1. 3
  1.  

  2. 2

    I am very interested in this topic: at work we are developing some new bioinformatics software and a major part of this is comparing our pipeline to an existing tool.

    We judge other projects by our own objectives rather than the objectives under which that project was developed

    We may take the other tool outside it’s comfort zone, but as long as we are clear on this it’s fine - we may be trying to state that for this use case, this tool is better. What is disingenuous is to purposely compare against a competitor tool that is weak in the test domain while ignoring another one that might be stronger.

    We fail to use other projects with the same expertise that we have for our own

    This is indeed a big problem. However, if the other tool needs special handling while your’s does not (e.g. it comes with a feature that inspects the input data and adjusts it’s parameters automatically) - that’s a plus. In bioinformatics there is a push to have some standardized data sets against which folks are allowed to run their tool themselves and submit their results, controlling for the expertise factor.
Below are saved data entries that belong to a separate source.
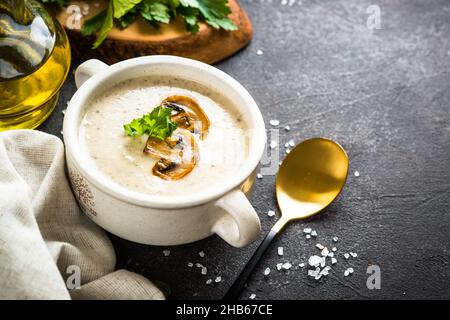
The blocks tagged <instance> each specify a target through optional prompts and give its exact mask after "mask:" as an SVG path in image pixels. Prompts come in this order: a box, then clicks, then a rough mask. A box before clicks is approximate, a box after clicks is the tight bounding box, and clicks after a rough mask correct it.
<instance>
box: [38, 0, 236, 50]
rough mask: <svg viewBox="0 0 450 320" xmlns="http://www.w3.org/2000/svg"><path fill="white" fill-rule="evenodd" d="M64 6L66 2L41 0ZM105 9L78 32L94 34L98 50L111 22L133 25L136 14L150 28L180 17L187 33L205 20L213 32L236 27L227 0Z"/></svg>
mask: <svg viewBox="0 0 450 320" xmlns="http://www.w3.org/2000/svg"><path fill="white" fill-rule="evenodd" d="M40 1H41V2H44V3H48V2H54V3H59V4H63V5H67V4H68V0H40ZM108 1H109V4H108V8H107V9H105V10H103V11H102V12H100V13H98V14H96V15H95V16H93V17H92V18H90V19H88V20H87V21H85V22H84V24H83V27H82V29H81V33H82V34H83V35H84V36H89V35H92V34H94V33H96V34H97V40H96V41H95V43H94V44H93V46H92V48H93V49H95V48H97V47H98V46H99V45H100V44H101V43H102V42H103V41H104V40H105V38H106V36H107V35H108V33H109V31H110V30H111V29H112V28H113V25H114V22H116V23H117V25H118V26H119V27H120V28H126V27H128V26H129V25H130V24H131V23H133V22H134V21H135V19H136V17H137V15H138V14H140V15H141V16H142V18H143V19H144V20H146V21H147V22H149V23H150V24H151V25H152V26H154V27H156V28H157V27H158V24H159V23H170V22H171V21H172V19H173V18H175V17H177V16H178V17H181V18H182V19H184V21H185V22H186V28H187V30H188V31H190V32H193V33H195V32H198V31H199V24H198V23H199V21H205V22H206V23H207V24H208V25H210V26H211V27H213V28H215V29H225V30H228V31H233V30H236V29H237V26H236V25H235V24H234V23H233V21H232V20H231V19H230V18H228V15H229V14H230V13H231V10H230V7H229V6H228V0H108Z"/></svg>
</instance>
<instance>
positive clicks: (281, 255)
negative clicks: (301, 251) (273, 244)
mask: <svg viewBox="0 0 450 320" xmlns="http://www.w3.org/2000/svg"><path fill="white" fill-rule="evenodd" d="M283 253H284V250H283V247H278V255H279V256H282V255H283Z"/></svg>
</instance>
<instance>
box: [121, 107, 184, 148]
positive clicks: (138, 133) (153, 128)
mask: <svg viewBox="0 0 450 320" xmlns="http://www.w3.org/2000/svg"><path fill="white" fill-rule="evenodd" d="M171 113H172V110H171V109H169V108H163V107H161V106H159V107H156V108H155V109H153V110H152V111H151V112H150V113H148V114H146V115H144V116H142V118H139V119H134V120H132V121H131V122H130V123H128V124H126V125H124V126H123V128H124V130H125V132H126V134H127V135H128V136H130V137H135V136H140V135H143V134H148V135H149V136H151V137H154V138H158V139H161V140H163V139H165V138H168V137H170V136H171V135H172V133H173V132H174V131H175V129H176V128H177V127H178V125H177V124H176V123H175V122H173V121H172V120H171V118H170V117H171Z"/></svg>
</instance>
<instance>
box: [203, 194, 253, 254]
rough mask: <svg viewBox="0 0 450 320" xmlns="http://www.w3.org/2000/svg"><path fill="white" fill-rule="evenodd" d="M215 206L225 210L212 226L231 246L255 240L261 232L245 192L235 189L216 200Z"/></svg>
mask: <svg viewBox="0 0 450 320" xmlns="http://www.w3.org/2000/svg"><path fill="white" fill-rule="evenodd" d="M215 206H216V207H218V208H221V209H223V210H225V211H226V214H224V215H222V216H220V218H219V220H218V221H216V223H215V224H214V225H213V227H212V231H213V232H214V233H216V234H217V235H219V237H221V238H222V239H224V240H225V241H226V242H228V243H229V244H230V245H232V246H233V247H237V248H241V247H244V246H246V245H248V244H250V243H252V242H253V241H255V240H256V239H257V238H258V237H259V235H260V233H261V222H260V221H259V217H258V214H257V213H256V211H255V209H253V207H252V205H251V203H250V201H248V199H247V197H246V196H245V194H244V193H243V192H242V191H241V190H239V189H235V190H233V191H231V192H229V193H227V194H226V195H224V196H223V197H222V198H220V199H219V200H217V201H216V203H215Z"/></svg>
    We naturally gravitate towards cases at which our project excels

    I don’t see this as a negative. This is similar to the first point. However, we should go to some pains to be fair, and I would say that we have a fiduciary duty to test our panel of tools against a wide array of benchmarks to allow the reader to determine what each tool’s comfort zone (i.e. area of applicability) is

    We improve our software during the benchmarking process

    Ok, so what? That’s called R & D.

    We don’t release negative results

    Well, it depends on what this means. Yes, we don’t publish/release results until we think we are competitive. This is OK. However, if we only show those results where we are better than the competing panel of tools and suppress those where we trail, that is disingenuous, and dove-tails with some previous points.

    In short, for fairer benchmarking one should

    1. Collect a set of standardized test cases that has general acceptance in the community
    2. Allow tool makers to run their tool (in good faith - avoid special tuning) on the test cases themselves
    3. Have a wide range of test cases
    4. Show results for all test cases
    1. 2

      In bioinformatics there is a push to have some standardized data sets against which folks are allowed to run their tool themselves and submit their results, controlling for the expertise factor.

      I am also very interested in this topic. What are some of these standardized data sets? I know about Genome in a Bottle. Anything else?

      1. 1

        We use GiAB. Illumina has the platinum genomes data set though we have not used those.